They stopped building it like that because nobody wants to pay full price for quality. Too bad, because quality meant that you only bought it one time.

[–] 11 pts

More like the corporations got wise and started intentionally manufacturing everything with a calculated end of life so they could continue to make profits by continuously releasing sub par upgrades or models with different features for different price points once or twice a year by focusing most of their spending on marketing and barely anything on r&d or qc and buying bottom barrel minimum standard components mfgd by 3rd world slaves who hate us.

[–] 6 pts
[–] 2 pts (edited )
[–] 2 pts

They propelled consumer electronics as religion to fulfill the irreligious, then released a new product every year.

[–] 1 pt

That is the absolute best description I've heard of this. It really is like a religious event when the next iPhone comes out.

[–] 2 pts

My inexpensive fridge had an ice dam once, so I took off the back of the freezer side (where the cooling takes place). There were scorch marks all over the cardboard and whatever, I would say they take deliberate steps to cause failure.

[–] 1 pt

They did that with printers after so many pages had been printed.

[–] 0 pt (edited )

Supply follows demand. If consumers stop buying anything they suspect will be garbage the companies will supply quality products. Hell, in the short term all it would take is 60% of the market research participants rating products and giving feedback accordingly.

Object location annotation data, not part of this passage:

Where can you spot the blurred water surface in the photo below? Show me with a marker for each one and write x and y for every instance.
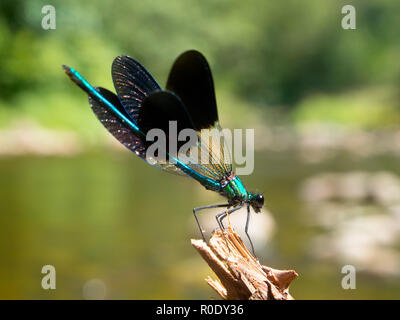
(110, 219)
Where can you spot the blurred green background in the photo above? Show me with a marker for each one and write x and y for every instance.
(325, 105)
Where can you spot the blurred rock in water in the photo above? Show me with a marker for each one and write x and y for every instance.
(360, 216)
(26, 137)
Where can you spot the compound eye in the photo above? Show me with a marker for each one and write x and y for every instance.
(260, 200)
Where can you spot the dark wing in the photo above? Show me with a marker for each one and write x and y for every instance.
(162, 107)
(132, 140)
(190, 78)
(133, 83)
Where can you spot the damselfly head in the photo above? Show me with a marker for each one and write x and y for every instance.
(257, 201)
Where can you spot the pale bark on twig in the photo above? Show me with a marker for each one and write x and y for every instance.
(240, 275)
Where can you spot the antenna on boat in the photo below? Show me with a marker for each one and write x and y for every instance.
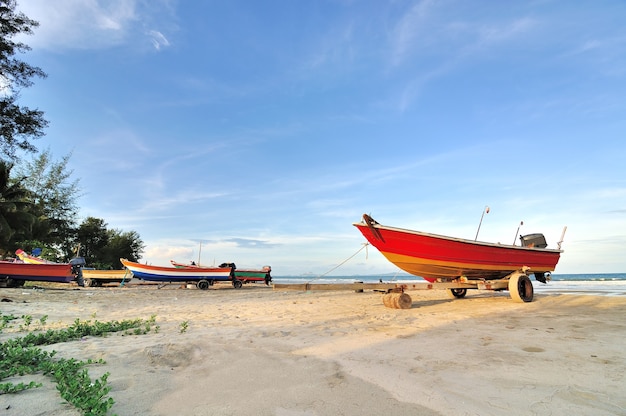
(517, 232)
(562, 236)
(485, 211)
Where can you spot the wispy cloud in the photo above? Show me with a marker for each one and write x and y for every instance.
(89, 24)
(158, 39)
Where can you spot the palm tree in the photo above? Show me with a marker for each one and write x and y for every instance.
(15, 215)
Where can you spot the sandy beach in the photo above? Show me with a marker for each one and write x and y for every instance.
(257, 351)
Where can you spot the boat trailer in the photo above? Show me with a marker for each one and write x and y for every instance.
(517, 283)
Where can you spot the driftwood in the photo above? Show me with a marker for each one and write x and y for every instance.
(397, 300)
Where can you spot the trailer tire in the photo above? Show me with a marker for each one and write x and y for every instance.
(521, 288)
(457, 293)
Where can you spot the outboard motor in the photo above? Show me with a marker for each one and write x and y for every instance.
(77, 264)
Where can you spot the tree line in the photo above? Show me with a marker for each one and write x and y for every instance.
(38, 197)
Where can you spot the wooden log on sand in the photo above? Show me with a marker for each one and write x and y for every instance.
(397, 301)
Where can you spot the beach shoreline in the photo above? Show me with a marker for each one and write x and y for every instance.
(257, 351)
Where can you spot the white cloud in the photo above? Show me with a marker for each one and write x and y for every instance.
(89, 24)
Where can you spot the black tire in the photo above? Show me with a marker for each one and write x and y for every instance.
(521, 288)
(457, 293)
(15, 282)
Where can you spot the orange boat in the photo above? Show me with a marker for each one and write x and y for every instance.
(15, 274)
(438, 258)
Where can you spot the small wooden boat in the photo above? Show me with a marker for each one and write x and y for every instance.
(202, 276)
(438, 258)
(253, 275)
(27, 258)
(242, 276)
(95, 278)
(15, 274)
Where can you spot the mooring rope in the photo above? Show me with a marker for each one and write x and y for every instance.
(364, 246)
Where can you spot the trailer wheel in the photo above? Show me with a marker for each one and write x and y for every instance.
(457, 293)
(14, 282)
(521, 288)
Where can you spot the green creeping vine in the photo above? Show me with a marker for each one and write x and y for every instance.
(21, 356)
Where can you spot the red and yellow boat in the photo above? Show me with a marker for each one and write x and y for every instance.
(438, 258)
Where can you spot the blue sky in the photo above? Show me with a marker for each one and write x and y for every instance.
(261, 130)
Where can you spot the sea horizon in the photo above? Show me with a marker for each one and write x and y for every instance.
(604, 284)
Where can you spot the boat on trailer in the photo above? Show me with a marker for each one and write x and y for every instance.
(16, 273)
(458, 264)
(241, 275)
(203, 277)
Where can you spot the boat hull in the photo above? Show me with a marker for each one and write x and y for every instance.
(254, 275)
(243, 275)
(99, 277)
(57, 272)
(435, 257)
(176, 274)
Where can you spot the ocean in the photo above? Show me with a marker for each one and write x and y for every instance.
(606, 284)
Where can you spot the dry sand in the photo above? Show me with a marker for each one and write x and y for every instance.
(256, 351)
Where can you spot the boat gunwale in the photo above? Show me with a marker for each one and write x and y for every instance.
(456, 239)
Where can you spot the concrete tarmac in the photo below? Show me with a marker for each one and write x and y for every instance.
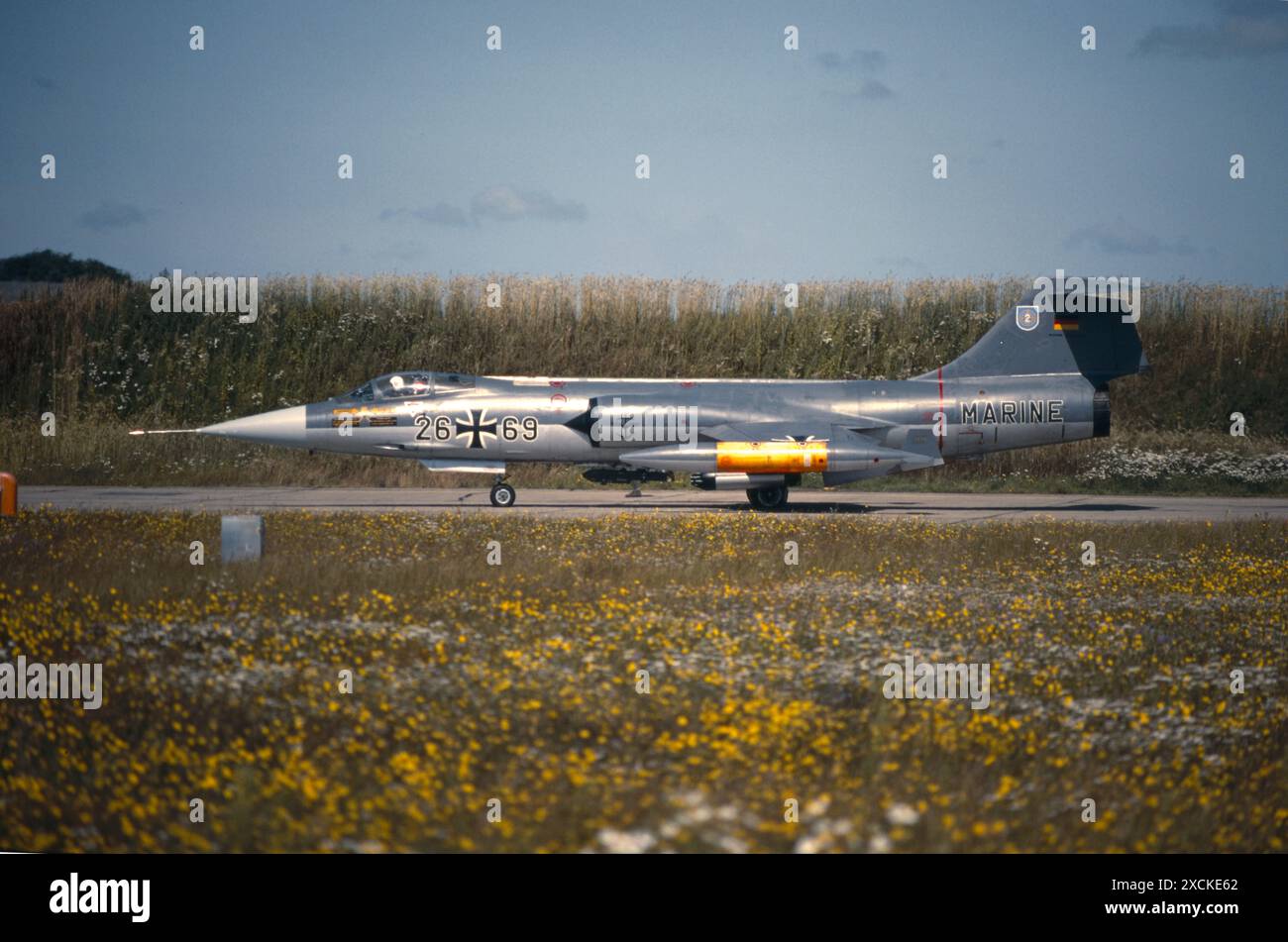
(597, 502)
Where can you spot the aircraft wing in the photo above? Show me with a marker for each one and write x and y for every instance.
(795, 430)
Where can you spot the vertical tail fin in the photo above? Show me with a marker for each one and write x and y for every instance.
(1030, 339)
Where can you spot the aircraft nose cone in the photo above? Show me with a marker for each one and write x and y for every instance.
(277, 427)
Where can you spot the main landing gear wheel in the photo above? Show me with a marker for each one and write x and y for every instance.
(768, 498)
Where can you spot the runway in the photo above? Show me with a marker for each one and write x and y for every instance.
(599, 502)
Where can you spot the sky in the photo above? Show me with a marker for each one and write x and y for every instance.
(765, 163)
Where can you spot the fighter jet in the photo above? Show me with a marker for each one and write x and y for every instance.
(1037, 377)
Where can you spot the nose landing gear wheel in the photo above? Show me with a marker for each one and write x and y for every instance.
(768, 498)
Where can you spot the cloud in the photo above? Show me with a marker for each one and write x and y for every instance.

But there's a deeper problem: the planned and controlled continual transfer of wealth upward. Most people are too poor to invest in quality. They have to choose to go into debt for a quality item or buy what they can afford. Either way they lose.

Furthermore our billionaire overlords are using every bit of manipulation they have available to confuse the issue and hide the value in a lasting product. Without critical information the consumers are lost.

[–] 0 pt

Supply follows demand. If consumers stop buying anything they suspect will be garbage the companies will supply quality products.

They'd put more money into making their products seem like quality and buying any start up that makes quality goods, when people need a replacement for something vital they won't have a choice except to buy trash.

[–] [deleted] 5 pts

Tv repair, appliance repair, knife sharpener guys- shit would run forever with a replacement part every once in a while.

[–] 3 pts (edited )

When I was a kid, there was a man who came around door to door, same time every year, to sharpen our knives. He did the pruning shears too. Dad couldn’t wait for that guy every spring.

[–] 3 pts

I have a tractor from 1953. It has an oil air cleaner. Literally sucks the intake air through oil (like a weed bong actually). No filter needed ever. Just take it off spray it clean add half a cup of engine oil and go!

[–] 2 pts

A lot of early vehicles had those too, great filter.

[–] 0 pt

K&N air filters work this way. Every year you're supposed to wash them and spray new oil on them.

[–] 2 pts (edited )

It was never about price. It was always about our enslavement and destruction using any means necessary including the use of loss leader marketing models.

[–] 2 pts

It was always about selling you the same product over and over.

'Planned Obsolescence'

[–] 2 pts

No, they stopped building them like that because we wouldn't buy a new one. That's why so many things are cheaper to buy new now than to repair. What this cycle does is guarantees, usually, the company turns a profit and keeps sales either growing or steady triggering their contractual bonuses.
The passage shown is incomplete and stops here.